Ecco, pertanto, quali sono i 10 principi cardine del Manifesto, che fanno da modello per il cambiamento:
1
La diversità è un asset
Le imprese e i CEO comprendono come avere un team multiculturale porti ad un ambiente di lavoro più dinamico e ad un migliore rendimento. Essere intransigenti verso comportamenti o atti discriminatori permetterà ai collaboratori di vivere più serenamente.
2
La moda ascolta
La moda trae la sua ispirazione creativa dall’ascolto di culture ed esperienze di vita differenti, dando voce a chi è stato emarginato.
3
Collaborare un impegno
La collaborazione arricchisce la moda. Ci impegniamo a creare un ambiente di lavoro collaborativo frutto della condivisione di esperienze, progetti, idee e conoscenze diverse.
4
Il talento non conosce pregiudizio
La moda è un terreno di creatività e visione, crediamo quindi che qualsiasi individuo con capacità, voglia di imparare, talento e competenza, abbia una storia da raccontare e il potenziale per avere successo. La moda non deve dare spazio ai pregiudizi, bensì premiare le persone di talento dando loro mezzi e strumenti di visibilità.
5
E(ste)tica. Recuperiamo la dimensione etica dell’estetica
Canoni di bellezza fisica e modelli psicologici dannosi si sono diffusi nell’industria della moda: dalle passerelle, alle pubblicità fino alle campagne editoriali. È tempo di cambiare. Un’evoluzione culturale degli standard di bellezza e delle norme giuridiche condivise tra brand e agenzie di moda, saranno la chiave per restituire un volto più etico al settore.
6
La moda crea cambiamento
I brand di moda hanno il potere di creare nuove tendenze e guidare verso un cambiamento positivo. Un’azienda può definire nuovi obiettivi, cambiare i modi di pensare, ampliare le prospettive e ispirare un mondo in continuo cambiamento. Ciò che conferisce alla moda un così forte impatto è la sua capacità di innovare e di creare. Il potenziale di queste caratteristiche può essere amplificato modificando il modo di agire.
7
L’inclusione crea opportunità di business
Numerose ricerche di mercato hanno dimostrato che le politiche inclusive hanno una forte incidenza sul business delle imprese. Allo stesso tempo, l’inclusione trasmette la cultura aziendale, spesso attrae nuovi talenti e favorisce una relazione di maggiore fiducia con i clienti.
8
Tecnologia come facilitatore, non barriera
L’adozione di nuove forme di tecnologia rappresenta un ulteriore modo per aumentare l’inclusione, anche se non tutti i collaboratori possono essere considerati “nativi digitali”. L’insegnamento e l’applicazione di nuove abilità abbatteranno le barriere e renderanno le nuove forme di tecnologia accessibili a tutti.
9
La moda non ha paura
Nel corso della storia, i visionari nella moda (come i designer, manager e influencer) hanno sfidato lo status quo ampliando i limiti di ciò che è creativamente possibile. La moda ci aiuta ad affermare chi siamo e chi vogliamo essere. Grazie all’impegno aperto a diverse prospettive è possibile immaginare un nuovo futuro per il branding delle aziende di moda.
10
Non solo parole
È fondamentale che il concetto di Diversità e Inclusione sia integrato nella struttura complessiva del business e allineato alla mission e ai principali valori delle nostre aziende partner. CNMI si impegnerà a monitorare come i brand adotteranno e implementeranno i 10 punti del Manifesto all’interno della cultura aziendale.

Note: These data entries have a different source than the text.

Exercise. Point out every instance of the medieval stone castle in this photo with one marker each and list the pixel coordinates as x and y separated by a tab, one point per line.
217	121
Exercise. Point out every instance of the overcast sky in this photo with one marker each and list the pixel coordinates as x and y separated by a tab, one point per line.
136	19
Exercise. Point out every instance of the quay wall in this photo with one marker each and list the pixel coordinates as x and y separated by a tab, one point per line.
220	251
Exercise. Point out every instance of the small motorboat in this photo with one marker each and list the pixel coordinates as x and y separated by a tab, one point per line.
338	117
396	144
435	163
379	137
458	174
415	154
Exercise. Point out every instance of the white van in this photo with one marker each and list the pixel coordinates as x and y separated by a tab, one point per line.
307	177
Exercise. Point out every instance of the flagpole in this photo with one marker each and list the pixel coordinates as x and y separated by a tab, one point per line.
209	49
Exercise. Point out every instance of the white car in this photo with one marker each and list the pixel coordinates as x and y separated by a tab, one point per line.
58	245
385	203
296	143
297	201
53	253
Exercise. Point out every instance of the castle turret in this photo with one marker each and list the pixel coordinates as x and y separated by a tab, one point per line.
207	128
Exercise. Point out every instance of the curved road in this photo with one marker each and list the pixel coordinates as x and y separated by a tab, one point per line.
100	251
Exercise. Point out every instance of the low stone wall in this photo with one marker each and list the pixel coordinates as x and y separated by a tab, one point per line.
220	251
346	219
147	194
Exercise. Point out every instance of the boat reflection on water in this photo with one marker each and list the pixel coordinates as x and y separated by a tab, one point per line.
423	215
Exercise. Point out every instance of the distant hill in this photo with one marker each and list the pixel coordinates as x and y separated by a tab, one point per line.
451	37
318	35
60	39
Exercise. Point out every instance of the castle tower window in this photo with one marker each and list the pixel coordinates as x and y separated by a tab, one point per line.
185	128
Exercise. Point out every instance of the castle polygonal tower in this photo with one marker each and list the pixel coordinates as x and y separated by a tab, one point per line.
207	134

E’ con questi dieci “comandamenti” che la Camera Nazionale della Moda Italiana intende abbattere qualsiasi tipo di barriera strutturale, qualsivoglia ostacolo all’equità.
Il Manifesto, frutto del lavoro del Tavolo di CNMI «HR & Education», è stato redatto con il contributo di Kimberly Jenkins, professoressa di moda e costume alla Parsons School of Design. Istituito nel 2017, fanno parte del CNMI alcune tra le più importanti maison italiane: Aeffe, Bottega Veneta, Emilio Pucci, Ermenegildo Zegna, Etro, Fendi, Gianni Versace, Giorgio Armani, Gucci, Loro Piana, Max Mara, Missoni, Otb group, Prada, Roberto Cavalli, Salvatore Ferragamo e Valentino.
Il Manifesto, presentato al Teatro Girolamo di Milano in occasione del talk ‘Including Diversity’, alla presenza della ministra per le Pari Opportunità e la Famiglia Elena Bonetti e il presidente di CNMI, Carlo Capasa, è stato presentato durante il convegno organizzato dall’istituzione promotrice del Made in Italy con lo scopo di aiutare i brand a ricreare un luogo in cui regnino pari opportunità e avviarle verso un percorso di trasformazione verso l’inclusività. «Abbiamo esaminato i trend e raccolto soluzioni. La moda è avanguardia, personalità ed espressione di identità e stile di vita diversi», ha spiegato il Presidente nel corso del suo intervento.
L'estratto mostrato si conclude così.